Protein adducts formed by drugs or their reactive metabolites are risk factors for adverse reactions, toxicity and inactivation of cytochrome P450 (CYP) enzymes. Characterization of drug-protein adducts is limited due to lack of methods capable of discovering the proteins and peptides adducted by reactive metabolites in complex matrices. The current study presents a proteomics workflow that achieves this task. This workflow combines data-dependent, and data independent acquisition (DDA and DIA) based LC-MS/MS and is sensitive enough to detect very low abundance adducts resulting from CYP mediated drug metabolism in human livers. Human liver microsomes (HLMs) or recombinant CYPs were incubated with raloxifene as a model compound. The resulting adducts were identified using this workflow. In HLMs, raloxifene adducts were detected in 78 proteins, including multiple adducts in CYP3A and CYP2C family enzymes. Experiments with recombinant CYP3A and CYP2C enzymes confirmed adduct formation in all CYPs tested, including CYPs not subject to time dependent inactivation (TDI) by raloxifene. These data suggest many adducts formed by reactive intermediates are benign. DIA analysis showed variable abundance of raloxifene adducts in many proteins between livers, but no concomitant decrease in abundance of unadducted peptides. The current study sets a new standard for adduct detection in complex samples, offering valuable insights into the human adductome resulting from exposure to reactive metabolites. The developed methodology forms a foundation for mechanistic studies to identify, quantify and differentiate between adducts that result in adverse drug reactions and drug-drug interactions and adducts that do not.

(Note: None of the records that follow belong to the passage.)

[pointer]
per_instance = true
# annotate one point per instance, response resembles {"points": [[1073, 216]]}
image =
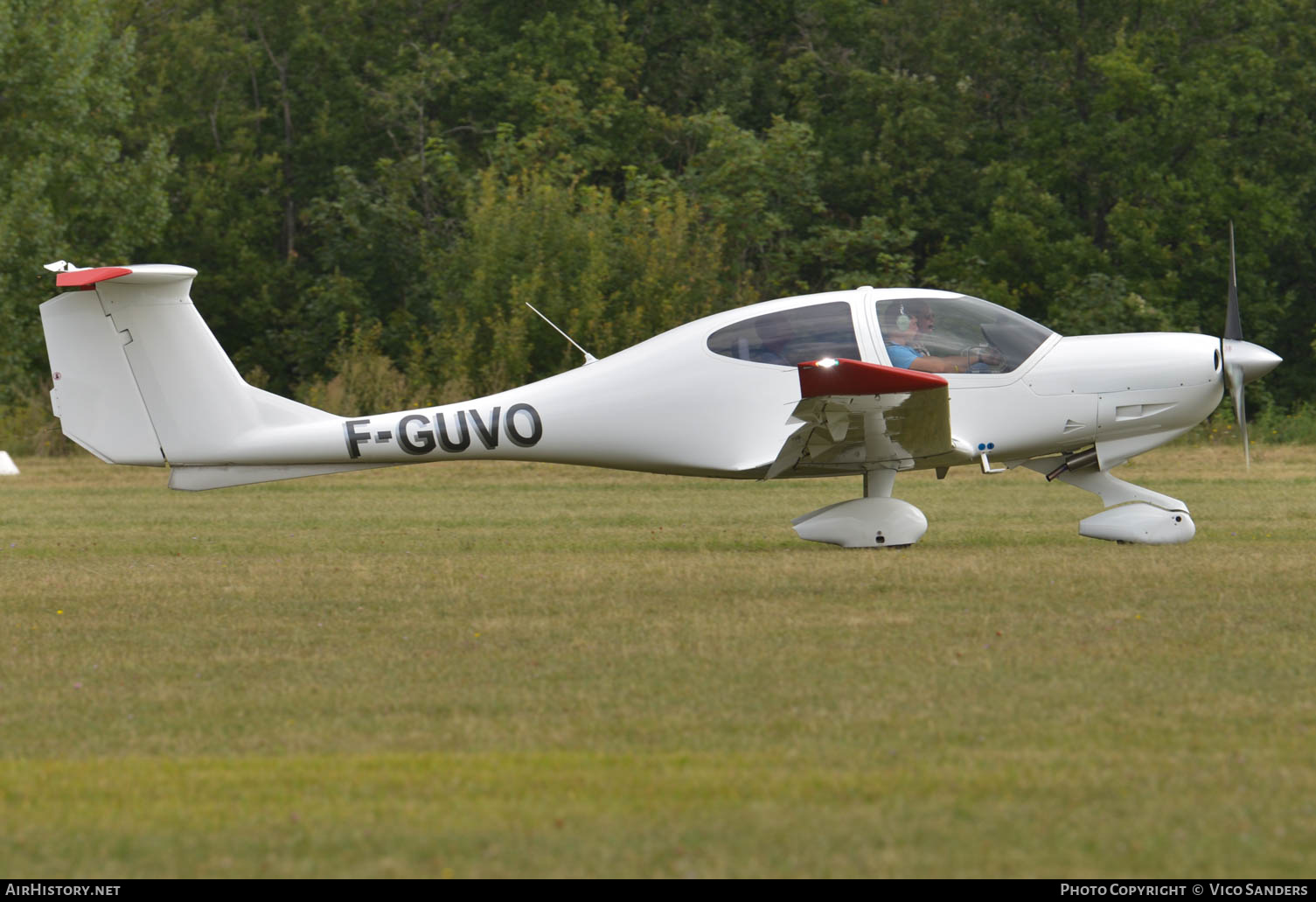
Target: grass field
{"points": [[492, 670]]}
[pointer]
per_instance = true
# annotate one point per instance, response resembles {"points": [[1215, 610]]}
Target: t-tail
{"points": [[138, 378]]}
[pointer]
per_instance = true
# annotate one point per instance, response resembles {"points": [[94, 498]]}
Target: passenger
{"points": [[901, 327]]}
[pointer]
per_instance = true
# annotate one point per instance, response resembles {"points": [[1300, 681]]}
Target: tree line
{"points": [[373, 188]]}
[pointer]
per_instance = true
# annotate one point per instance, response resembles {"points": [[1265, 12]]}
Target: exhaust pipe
{"points": [[1074, 463]]}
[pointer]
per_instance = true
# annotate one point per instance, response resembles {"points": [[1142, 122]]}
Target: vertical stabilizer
{"points": [[138, 377]]}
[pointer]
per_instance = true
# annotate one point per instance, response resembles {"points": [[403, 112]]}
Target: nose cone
{"points": [[1253, 360]]}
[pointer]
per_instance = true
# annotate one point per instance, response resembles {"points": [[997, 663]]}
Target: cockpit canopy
{"points": [[790, 336], [938, 325], [951, 325]]}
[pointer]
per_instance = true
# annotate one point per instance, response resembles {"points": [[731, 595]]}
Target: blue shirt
{"points": [[902, 356]]}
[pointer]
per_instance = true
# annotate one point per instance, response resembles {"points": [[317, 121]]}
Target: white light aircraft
{"points": [[867, 382]]}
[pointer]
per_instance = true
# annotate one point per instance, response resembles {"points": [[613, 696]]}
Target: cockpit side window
{"points": [[967, 335], [790, 336]]}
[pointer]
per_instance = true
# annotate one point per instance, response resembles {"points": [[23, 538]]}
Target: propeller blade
{"points": [[1233, 328]]}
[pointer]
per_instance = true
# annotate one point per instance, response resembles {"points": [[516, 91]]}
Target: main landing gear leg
{"points": [[1132, 514], [875, 521]]}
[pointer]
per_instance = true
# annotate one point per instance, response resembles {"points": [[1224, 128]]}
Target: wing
{"points": [[854, 415]]}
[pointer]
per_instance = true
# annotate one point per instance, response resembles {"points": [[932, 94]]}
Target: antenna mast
{"points": [[588, 357]]}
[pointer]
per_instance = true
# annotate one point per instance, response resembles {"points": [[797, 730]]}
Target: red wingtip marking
{"points": [[859, 378], [90, 276]]}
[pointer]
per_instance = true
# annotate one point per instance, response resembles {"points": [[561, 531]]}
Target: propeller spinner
{"points": [[1243, 361]]}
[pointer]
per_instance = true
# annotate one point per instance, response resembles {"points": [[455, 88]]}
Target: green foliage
{"points": [[28, 427], [607, 271], [78, 179], [365, 380]]}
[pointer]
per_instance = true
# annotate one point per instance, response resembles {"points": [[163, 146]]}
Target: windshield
{"points": [[790, 336], [997, 338]]}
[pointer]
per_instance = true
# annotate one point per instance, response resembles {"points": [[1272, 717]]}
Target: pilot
{"points": [[902, 325]]}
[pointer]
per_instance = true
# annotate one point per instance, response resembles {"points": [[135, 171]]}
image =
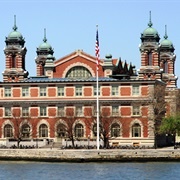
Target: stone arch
{"points": [[7, 122], [114, 127], [79, 129], [39, 125], [60, 132], [134, 123], [78, 64]]}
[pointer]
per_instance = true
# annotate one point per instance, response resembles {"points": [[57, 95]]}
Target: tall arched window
{"points": [[136, 130], [8, 131], [150, 59], [43, 130], [61, 130], [95, 129], [165, 67], [79, 130], [25, 130], [78, 72], [115, 130]]}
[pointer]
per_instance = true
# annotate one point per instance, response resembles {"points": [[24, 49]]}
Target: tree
{"points": [[105, 121], [23, 127], [157, 106]]}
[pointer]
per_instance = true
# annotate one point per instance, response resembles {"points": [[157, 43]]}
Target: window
{"points": [[136, 110], [114, 91], [115, 130], [135, 90], [79, 130], [7, 92], [95, 91], [8, 131], [136, 130], [78, 91], [115, 110], [165, 67], [150, 59], [7, 112], [25, 130], [43, 130], [60, 91], [78, 72], [95, 129], [42, 91], [61, 130], [25, 111], [25, 91], [60, 112], [79, 111], [43, 111]]}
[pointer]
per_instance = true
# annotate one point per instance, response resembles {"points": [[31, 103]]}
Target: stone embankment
{"points": [[57, 155]]}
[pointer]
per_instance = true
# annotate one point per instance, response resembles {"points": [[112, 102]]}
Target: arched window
{"points": [[43, 130], [165, 67], [115, 130], [136, 130], [150, 59], [79, 130], [95, 129], [61, 130], [8, 131], [78, 72], [25, 130]]}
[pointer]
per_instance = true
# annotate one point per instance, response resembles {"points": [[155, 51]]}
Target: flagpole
{"points": [[97, 102], [97, 85]]}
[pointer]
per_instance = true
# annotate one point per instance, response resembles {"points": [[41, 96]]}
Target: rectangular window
{"points": [[42, 91], [136, 110], [115, 110], [7, 92], [135, 90], [25, 111], [95, 91], [7, 112], [25, 91], [78, 91], [43, 111], [79, 111], [60, 111], [114, 91], [60, 91]]}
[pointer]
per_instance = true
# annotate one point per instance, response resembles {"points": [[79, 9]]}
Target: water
{"points": [[85, 171]]}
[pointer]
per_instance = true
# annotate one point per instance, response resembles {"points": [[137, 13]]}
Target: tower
{"points": [[43, 51], [167, 61], [15, 56], [149, 50]]}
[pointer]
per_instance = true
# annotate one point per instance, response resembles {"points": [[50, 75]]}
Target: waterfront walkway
{"points": [[91, 155]]}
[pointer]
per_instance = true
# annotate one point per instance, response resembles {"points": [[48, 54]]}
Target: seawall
{"points": [[57, 155]]}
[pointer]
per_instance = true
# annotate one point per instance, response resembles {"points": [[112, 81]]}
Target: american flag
{"points": [[97, 50]]}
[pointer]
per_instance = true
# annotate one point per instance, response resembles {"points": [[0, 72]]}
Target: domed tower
{"points": [[42, 52], [167, 61], [15, 56], [149, 49]]}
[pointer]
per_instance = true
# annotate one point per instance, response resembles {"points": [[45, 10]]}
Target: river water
{"points": [[22, 170]]}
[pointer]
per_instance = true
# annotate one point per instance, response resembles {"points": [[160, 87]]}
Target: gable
{"points": [[76, 59]]}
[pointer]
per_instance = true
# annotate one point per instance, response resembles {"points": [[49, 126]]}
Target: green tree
{"points": [[170, 125]]}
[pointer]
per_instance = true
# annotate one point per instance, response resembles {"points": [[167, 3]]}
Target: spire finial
{"points": [[14, 27], [165, 36], [150, 22], [44, 35]]}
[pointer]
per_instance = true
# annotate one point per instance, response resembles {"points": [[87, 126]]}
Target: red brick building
{"points": [[60, 101]]}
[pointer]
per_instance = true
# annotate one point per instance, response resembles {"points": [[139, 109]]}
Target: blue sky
{"points": [[71, 25]]}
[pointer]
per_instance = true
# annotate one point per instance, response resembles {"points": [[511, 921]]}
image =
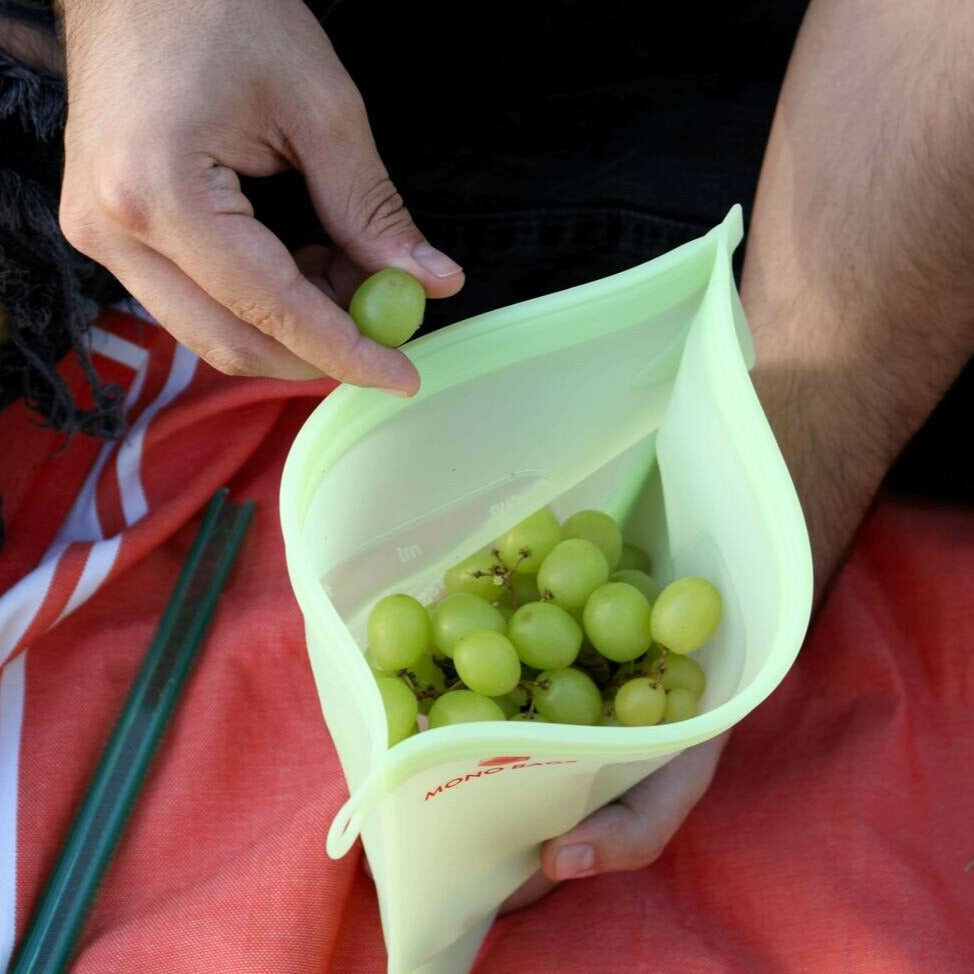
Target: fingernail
{"points": [[574, 861], [434, 261]]}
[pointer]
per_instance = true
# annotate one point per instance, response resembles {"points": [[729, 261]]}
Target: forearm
{"points": [[859, 273]]}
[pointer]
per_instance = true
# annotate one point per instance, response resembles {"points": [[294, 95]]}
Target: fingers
{"points": [[356, 200], [632, 832], [195, 320], [228, 288], [243, 267]]}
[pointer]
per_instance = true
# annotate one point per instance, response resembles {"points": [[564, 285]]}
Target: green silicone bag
{"points": [[630, 394]]}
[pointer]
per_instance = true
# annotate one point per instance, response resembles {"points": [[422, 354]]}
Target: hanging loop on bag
{"points": [[347, 824]]}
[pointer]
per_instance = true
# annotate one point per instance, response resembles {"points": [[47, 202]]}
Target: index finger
{"points": [[247, 270]]}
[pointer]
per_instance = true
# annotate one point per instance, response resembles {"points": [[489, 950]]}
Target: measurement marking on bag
{"points": [[409, 553]]}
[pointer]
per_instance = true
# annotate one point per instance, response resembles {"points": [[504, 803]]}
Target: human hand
{"points": [[168, 103], [629, 833]]}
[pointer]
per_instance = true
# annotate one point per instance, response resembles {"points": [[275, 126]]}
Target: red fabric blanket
{"points": [[838, 835]]}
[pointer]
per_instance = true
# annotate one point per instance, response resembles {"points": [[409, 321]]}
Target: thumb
{"points": [[357, 201]]}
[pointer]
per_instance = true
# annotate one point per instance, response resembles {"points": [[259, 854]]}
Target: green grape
{"points": [[686, 614], [525, 545], [617, 621], [460, 613], [508, 704], [462, 707], [682, 672], [399, 632], [544, 635], [401, 707], [374, 666], [573, 569], [388, 306], [599, 528], [681, 704], [478, 574], [567, 696], [487, 662], [640, 579], [608, 718], [634, 557], [640, 702]]}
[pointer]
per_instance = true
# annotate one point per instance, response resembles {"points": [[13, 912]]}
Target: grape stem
{"points": [[503, 573]]}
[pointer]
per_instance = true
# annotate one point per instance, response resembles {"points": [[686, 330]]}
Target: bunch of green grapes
{"points": [[557, 622]]}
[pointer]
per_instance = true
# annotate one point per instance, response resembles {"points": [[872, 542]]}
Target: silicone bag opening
{"points": [[630, 394]]}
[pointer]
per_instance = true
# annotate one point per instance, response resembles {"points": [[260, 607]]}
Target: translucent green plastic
{"points": [[630, 394]]}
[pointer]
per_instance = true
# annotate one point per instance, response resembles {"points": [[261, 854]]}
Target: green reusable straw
{"points": [[50, 939]]}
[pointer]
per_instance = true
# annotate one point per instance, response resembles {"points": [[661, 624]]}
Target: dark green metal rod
{"points": [[51, 937]]}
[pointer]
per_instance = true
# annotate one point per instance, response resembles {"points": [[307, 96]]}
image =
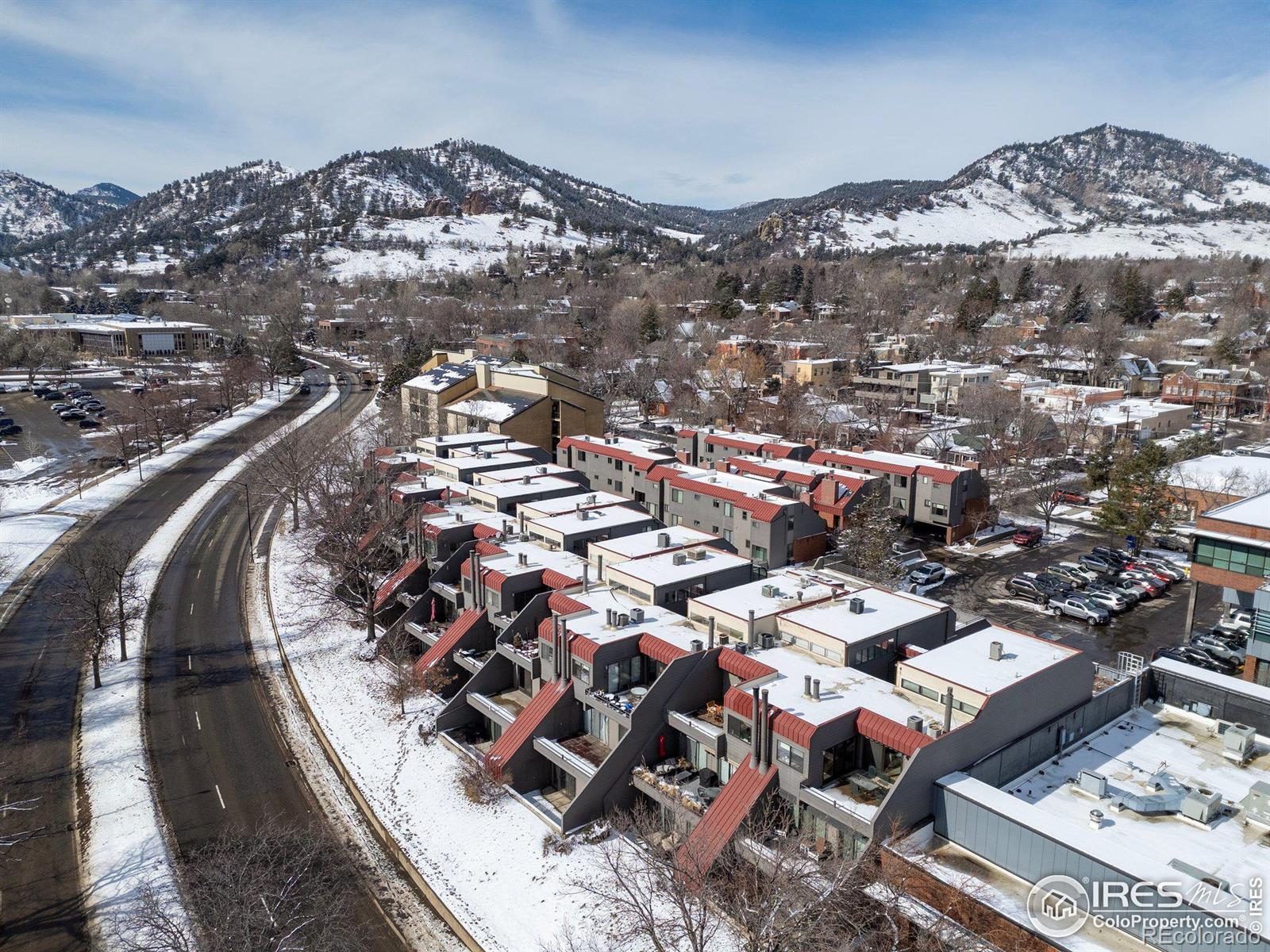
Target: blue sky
{"points": [[702, 103]]}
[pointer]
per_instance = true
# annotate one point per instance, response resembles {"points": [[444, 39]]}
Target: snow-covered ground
{"points": [[125, 848], [486, 861]]}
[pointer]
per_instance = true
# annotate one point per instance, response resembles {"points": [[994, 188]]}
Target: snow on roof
{"points": [[1254, 511], [441, 378], [592, 499], [1233, 475], [516, 489], [518, 473], [842, 689], [967, 664], [591, 520], [1128, 752], [884, 611], [662, 622], [785, 590], [647, 543], [662, 569]]}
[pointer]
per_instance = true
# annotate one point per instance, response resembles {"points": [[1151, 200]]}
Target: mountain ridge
{"points": [[1102, 179]]}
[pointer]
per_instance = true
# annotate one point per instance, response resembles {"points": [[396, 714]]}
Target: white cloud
{"points": [[660, 114]]}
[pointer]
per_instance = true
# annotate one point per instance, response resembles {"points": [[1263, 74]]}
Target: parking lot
{"points": [[978, 588]]}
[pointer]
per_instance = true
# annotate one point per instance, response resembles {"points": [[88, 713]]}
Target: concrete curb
{"points": [[381, 833]]}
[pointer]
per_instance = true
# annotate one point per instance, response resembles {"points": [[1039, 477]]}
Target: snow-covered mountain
{"points": [[32, 209], [459, 205], [1096, 194]]}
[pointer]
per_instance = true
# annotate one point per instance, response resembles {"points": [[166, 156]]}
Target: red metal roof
{"points": [[526, 723], [448, 639], [745, 666], [660, 651], [761, 509], [723, 819], [897, 736], [389, 587], [558, 581]]}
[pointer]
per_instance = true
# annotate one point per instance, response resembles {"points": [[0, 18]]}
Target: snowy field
{"points": [[486, 861], [125, 848], [31, 518]]}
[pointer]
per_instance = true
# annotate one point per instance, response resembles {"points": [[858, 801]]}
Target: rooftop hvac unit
{"points": [[1202, 805], [1092, 782], [1238, 743]]}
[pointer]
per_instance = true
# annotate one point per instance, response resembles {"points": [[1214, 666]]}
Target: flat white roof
{"points": [[842, 689], [884, 611], [967, 664], [641, 543], [1128, 753], [662, 570], [1254, 511], [595, 520], [737, 602]]}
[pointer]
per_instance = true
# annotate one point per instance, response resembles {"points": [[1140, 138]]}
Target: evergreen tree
{"points": [[1026, 289]]}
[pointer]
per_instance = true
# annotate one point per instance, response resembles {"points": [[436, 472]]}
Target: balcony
{"points": [[677, 785]]}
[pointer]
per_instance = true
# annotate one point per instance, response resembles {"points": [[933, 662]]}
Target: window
{"points": [[789, 755], [1232, 556]]}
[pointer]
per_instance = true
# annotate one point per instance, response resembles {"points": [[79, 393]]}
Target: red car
{"points": [[1066, 495], [1029, 536]]}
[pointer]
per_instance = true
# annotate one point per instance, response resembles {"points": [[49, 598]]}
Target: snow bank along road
{"points": [[41, 907], [217, 757]]}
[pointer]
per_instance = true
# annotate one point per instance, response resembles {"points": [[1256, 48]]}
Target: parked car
{"points": [[1026, 587], [1071, 498], [1081, 570], [1053, 584], [1029, 536], [1104, 566], [927, 574], [1217, 649], [1067, 575], [1080, 608], [1114, 602], [1170, 543], [1151, 588]]}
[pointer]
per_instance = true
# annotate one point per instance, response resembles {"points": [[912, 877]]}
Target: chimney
{"points": [[762, 727], [756, 738]]}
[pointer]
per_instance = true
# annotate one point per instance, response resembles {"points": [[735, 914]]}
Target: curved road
{"points": [[41, 907], [219, 759]]}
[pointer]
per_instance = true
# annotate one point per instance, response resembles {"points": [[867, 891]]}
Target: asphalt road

HLM and supersome incubations were diluted with 50 mM ammonium bicarbonate or 50 mM tris pH 8.5 to a final protein concentration of 0.45 to 0.66 µg/µL. Yeast enolase was spiked in as a process control at 16 ng enolase/µg total sample protein. Samples were reduced, alkylated and digested for 6 hours at 37oC at an enzyme to substrate ratio of 1:15. Digestion was stopped by acidification. Pierce Peptide Retention Time Calibration Mixture (PRTC) was added as a system suitability standard. Samples were spun at max speed in a benchtop microfuge for 10 min and supernatants were transferred to an autosampler vial and stored at -80oC until analysis. Full details can be found in the associated manuscript.

For human liver microsome (HLM) incubations HLMs were obtained from the tissue bank of University of Washington School of Pharmacy. HLMs were prepared from 3 donors, HLM131, HLM135 and HLM157, as previously described. The donor characteristics for the human liver samples were as follows: HL131 was from a 62 year old white female who died of stroke after 6 days at the ICU, HL135 was from a 45 year old female who died of cerebrovascular accident after 6 days in ICU. This liver was mildly fatty. HL157 was from a 41 year old female who died of stroke after 5 days in ICU. All of the donors had CYP3A5*3/*3 genotype. The microsomes were stored in 50 mM potassium phosphate (KPi) containing 250 mM sucrose and 50 mM KCl, pH 7.4. Insect cell microsomes (supersomes) expressing a single human CYP enzyme (CYP3A4, CYP3A5, CYP2C8, CYP2C9 or CYP2C19) along with human cytochrome P450 reductase (reductase) and cytochrome b5 were purchased from BD Gentest/Corning. All samples were treated with raloxifene-d0 or raloxifene-d4 dissolved in DMSO, or pure DMSO as a control. The reactions were initiated by addition of NADPH. Samples were digested using trypsin or trypsin/LysC. Full details can be found in the associated manuscript.